Machine Learning Engineer in Leicester employer: iConsultera
Contact Detail:
iConsultera Recruiting Team
StudySmarter Expert Advice 🤫
We think this is how you could land Machine Learning Engineer in Leicester
✨Tip Number 1
Network like a pro! Reach out to folks in the industry, attend meetups, and join online communities. You never know who might have the inside scoop on job openings or can refer you directly.
✨Tip Number 2
Show off your skills! Create a portfolio showcasing your machine learning projects. Whether it's a GitHub repo or a personal website, having tangible examples of your work can really set you apart from the crowd.
✨Tip Number 3
Prepare for those interviews! Brush up on common ML concepts and be ready to discuss your past projects in detail. Practising coding challenges can also help you feel more confident when it’s time to shine.
✨Tip Number 4
Don’t forget to apply through our website! We love seeing applications come directly from passionate candidates. Plus, it gives you a better chance to stand out in the hiring process.
We think you need these skills to ace Machine Learning Engineer in Leicester
Some tips for your application 🫡
Tailor Your CV: Make sure your CV is tailored to the Machine Learning Engineer role. Highlight your experience with Python, ML frameworks, and any relevant projects you've worked on. We want to see how your skills align with what we're looking for!
Craft a Compelling Cover Letter: Your cover letter is your chance to shine! Use it to explain why you're passionate about machine learning and how you can contribute to our team. Be sure to mention any specific experiences that relate to the job description.
Showcase Your Projects: If you've worked on any machine learning projects, make sure to include them in your application. Whether it's a personal project or something from a previous job, we love seeing practical examples of your work and problem-solving skills.
Apply Through Our Website: We encourage you to apply through our website for a smoother process. It helps us keep track of applications and ensures you get all the updates directly from us.

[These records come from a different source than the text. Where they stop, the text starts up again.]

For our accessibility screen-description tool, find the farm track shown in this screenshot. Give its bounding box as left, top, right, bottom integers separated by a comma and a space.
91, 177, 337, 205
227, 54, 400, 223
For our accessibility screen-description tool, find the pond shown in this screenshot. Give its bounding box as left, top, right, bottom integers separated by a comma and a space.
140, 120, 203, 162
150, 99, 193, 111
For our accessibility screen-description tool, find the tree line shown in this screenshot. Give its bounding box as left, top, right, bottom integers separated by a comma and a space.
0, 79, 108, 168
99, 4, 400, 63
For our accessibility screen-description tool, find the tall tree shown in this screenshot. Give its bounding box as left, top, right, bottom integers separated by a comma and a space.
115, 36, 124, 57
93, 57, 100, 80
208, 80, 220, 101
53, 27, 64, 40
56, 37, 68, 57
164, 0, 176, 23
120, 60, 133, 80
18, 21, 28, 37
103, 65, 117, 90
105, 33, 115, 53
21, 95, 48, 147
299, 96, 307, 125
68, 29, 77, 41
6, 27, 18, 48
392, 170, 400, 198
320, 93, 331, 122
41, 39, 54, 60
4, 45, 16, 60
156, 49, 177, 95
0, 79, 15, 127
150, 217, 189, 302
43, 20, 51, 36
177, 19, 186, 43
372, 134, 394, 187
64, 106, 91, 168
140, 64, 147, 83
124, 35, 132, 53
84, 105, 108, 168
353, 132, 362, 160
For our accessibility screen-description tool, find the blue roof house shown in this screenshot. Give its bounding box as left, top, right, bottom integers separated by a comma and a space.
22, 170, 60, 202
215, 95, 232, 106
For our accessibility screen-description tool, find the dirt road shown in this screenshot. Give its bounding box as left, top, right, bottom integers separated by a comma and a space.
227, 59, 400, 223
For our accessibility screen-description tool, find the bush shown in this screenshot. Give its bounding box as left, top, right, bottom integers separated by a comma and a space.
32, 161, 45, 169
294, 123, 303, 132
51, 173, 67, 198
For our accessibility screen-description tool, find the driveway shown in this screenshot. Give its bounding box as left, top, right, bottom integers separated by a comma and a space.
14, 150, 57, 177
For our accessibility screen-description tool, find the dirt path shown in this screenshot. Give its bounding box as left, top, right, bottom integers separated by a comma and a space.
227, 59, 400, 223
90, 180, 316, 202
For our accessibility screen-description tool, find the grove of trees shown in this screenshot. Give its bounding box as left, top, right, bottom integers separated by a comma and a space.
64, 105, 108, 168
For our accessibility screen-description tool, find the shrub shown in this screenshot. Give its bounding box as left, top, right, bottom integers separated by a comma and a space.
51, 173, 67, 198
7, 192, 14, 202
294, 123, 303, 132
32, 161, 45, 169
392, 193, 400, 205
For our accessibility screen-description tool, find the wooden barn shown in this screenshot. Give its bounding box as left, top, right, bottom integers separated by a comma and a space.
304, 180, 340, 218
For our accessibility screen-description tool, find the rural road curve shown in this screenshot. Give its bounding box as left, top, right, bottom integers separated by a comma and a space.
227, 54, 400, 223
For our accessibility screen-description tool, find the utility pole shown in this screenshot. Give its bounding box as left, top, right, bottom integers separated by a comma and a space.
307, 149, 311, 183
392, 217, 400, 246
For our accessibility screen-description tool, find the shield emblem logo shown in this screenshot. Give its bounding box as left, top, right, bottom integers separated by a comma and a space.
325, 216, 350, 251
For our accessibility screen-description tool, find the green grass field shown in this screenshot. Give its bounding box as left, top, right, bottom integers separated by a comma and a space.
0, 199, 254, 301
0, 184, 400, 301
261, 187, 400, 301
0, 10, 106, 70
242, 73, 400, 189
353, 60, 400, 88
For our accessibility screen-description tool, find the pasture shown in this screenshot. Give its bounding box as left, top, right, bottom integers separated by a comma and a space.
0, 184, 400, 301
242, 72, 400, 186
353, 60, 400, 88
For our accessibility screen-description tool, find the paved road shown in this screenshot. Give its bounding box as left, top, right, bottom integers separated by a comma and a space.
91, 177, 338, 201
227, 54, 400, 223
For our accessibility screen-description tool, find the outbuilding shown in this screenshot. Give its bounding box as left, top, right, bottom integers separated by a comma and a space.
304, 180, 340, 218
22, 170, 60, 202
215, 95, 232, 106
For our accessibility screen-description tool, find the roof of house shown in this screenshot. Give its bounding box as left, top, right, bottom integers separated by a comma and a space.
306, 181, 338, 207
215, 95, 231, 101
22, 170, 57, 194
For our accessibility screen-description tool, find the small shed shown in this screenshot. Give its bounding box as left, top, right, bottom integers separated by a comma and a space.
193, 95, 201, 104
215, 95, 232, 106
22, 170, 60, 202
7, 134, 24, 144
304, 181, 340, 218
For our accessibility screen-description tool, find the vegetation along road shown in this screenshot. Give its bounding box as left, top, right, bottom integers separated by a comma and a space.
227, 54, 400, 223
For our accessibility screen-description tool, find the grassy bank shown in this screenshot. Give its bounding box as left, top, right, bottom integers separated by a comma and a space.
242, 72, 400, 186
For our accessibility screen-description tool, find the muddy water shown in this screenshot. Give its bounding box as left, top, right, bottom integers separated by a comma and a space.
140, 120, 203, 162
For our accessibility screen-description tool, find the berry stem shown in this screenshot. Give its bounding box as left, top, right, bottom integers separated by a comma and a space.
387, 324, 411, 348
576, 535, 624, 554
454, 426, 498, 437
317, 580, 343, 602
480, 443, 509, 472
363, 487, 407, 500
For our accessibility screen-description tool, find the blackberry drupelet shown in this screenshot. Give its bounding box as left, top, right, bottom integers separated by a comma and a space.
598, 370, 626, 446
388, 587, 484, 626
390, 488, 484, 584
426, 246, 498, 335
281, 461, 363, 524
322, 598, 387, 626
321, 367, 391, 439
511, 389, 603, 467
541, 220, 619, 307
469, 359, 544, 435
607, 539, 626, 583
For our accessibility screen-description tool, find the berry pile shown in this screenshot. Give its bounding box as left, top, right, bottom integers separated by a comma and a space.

Plus, it shows you're keen on joining StudySmarter!
How to prepare for a job interview at iConsultera
✨Know Your Models Inside Out
Make sure you can discuss the machine learning models you've worked on in detail. Be prepared to explain your approach to model development, including feature engineering and tuning techniques. This shows that you not only understand the theory but also have practical experience.
✨Showcase Your Deployment Skills
Since this role involves deploying ML models, be ready to talk about your experience with productionisation. Discuss any tools you've used like Docker or Kubernetes, and how you've built APIs for model inference. Highlighting your MLOps knowledge will definitely impress.
✨Collaborate Like a Pro
This position requires working closely with various teams. Prepare examples of how you've collaborated with data engineers, product managers, or software engineers in the past. Emphasise your communication skills, especially when translating technical concepts to non-technical stakeholders.
✨Stay Updated and Curious
Demonstrate your passion for continuous learning in the field of machine learning. Share any recent advancements or tools you've explored, and be ready to discuss how they could benefit the company. This shows you're proactive and committed to staying at the forefront of technology.